An Extension Study Assessing the Efficacy and Safety of Brolucizumab in a Treat-to-Control Regimen in Patients With Neovascular Age-related Macular Degeneration Who Have Completed the CRTH258A2303 (TALON) Study (TALON Ext)

Novartis

Status and phase

Completed

Phase 3

Conditions

Neovascular Age-related Macular Degeneration

Treatments

Drug: brolucizumab

Study type

Interventional

Funder types

Industry

Identifiers

NCT04597632

CRTH258A2303E1

2020-002349-40 (EudraCT Number)

Details and patient eligibility

About

The purpose of this extension study was to evaluate the efficacy and safety of brolucizumab used in a Treat-to-Control-regimen for treatment of patients with neovascular age-related macular degeneration who have completed the CRTH258A2303 (TALON) study. The main objective was to assess brolucizumab's potential for long durability up to 20 weeks.

All eligible participants were treated with brolucizumab regardless of their treatment in the TALON study.

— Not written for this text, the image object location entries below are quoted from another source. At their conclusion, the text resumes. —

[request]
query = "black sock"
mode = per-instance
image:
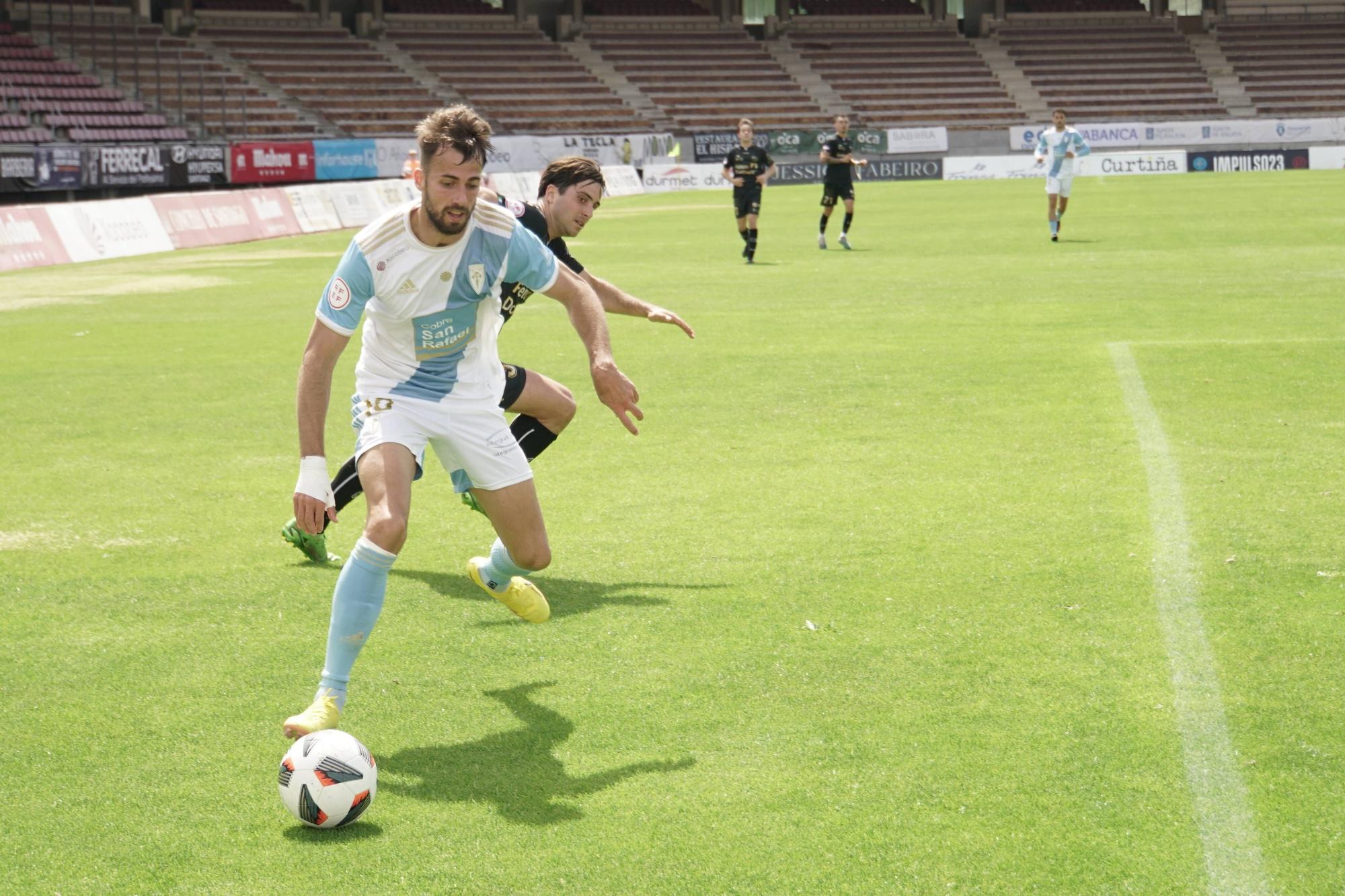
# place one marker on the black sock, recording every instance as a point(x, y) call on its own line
point(533, 438)
point(345, 487)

The study period was 56 weeks including post-treatment follow-up.

Full description

This was a 56-week, open-label, one-arm extension study in subjects who had completed the CRTH258A2303 (TALON) (NCT04005352) study, referred to as the core study in this document. Subjects who provided written informed consent and met all the inclusion and none of the exclusion criteria were enrolled into this extension study to receive brolucizumab 6 mg in a treat-to-control (TtC) regimen, irrespective of the treatment received in the core study.

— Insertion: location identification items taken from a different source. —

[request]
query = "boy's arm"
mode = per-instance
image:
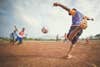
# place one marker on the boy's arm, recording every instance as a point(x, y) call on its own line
point(62, 6)
point(15, 28)
point(85, 17)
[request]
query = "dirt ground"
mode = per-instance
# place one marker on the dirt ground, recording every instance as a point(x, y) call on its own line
point(49, 54)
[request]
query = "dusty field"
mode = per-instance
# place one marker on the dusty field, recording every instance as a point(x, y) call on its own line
point(49, 54)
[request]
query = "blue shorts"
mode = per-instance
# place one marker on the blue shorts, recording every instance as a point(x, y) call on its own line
point(74, 33)
point(19, 39)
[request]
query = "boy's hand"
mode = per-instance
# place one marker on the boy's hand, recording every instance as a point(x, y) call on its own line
point(92, 19)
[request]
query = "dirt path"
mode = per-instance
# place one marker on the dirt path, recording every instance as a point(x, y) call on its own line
point(49, 54)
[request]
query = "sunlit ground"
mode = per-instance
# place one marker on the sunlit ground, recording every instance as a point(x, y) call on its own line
point(49, 54)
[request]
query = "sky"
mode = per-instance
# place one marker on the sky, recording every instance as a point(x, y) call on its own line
point(35, 14)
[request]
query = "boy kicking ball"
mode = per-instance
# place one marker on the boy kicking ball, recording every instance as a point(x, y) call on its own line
point(79, 22)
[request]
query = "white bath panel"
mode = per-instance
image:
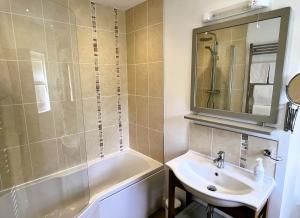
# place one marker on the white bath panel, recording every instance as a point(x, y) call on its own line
point(137, 201)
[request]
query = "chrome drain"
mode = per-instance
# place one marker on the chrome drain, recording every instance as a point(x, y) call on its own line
point(212, 188)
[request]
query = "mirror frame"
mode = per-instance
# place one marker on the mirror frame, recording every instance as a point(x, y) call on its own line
point(284, 14)
point(287, 90)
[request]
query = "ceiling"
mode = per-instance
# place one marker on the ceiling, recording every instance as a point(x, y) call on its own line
point(121, 4)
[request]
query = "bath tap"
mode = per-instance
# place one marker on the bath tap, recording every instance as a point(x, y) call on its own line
point(220, 159)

The maximum study duration for a subject was 56 weeks, including post-treatment follow-up.

There were two periods in this study:

Treat-to-Control treatment period: from Baseline (Day 1) to Week 52
Post-treatment follow-up period: from Week 52 to Week 56.

All participants were treated with brolucizumab regardless of their treatment in the TALON study (brolucizumab or aflibercept).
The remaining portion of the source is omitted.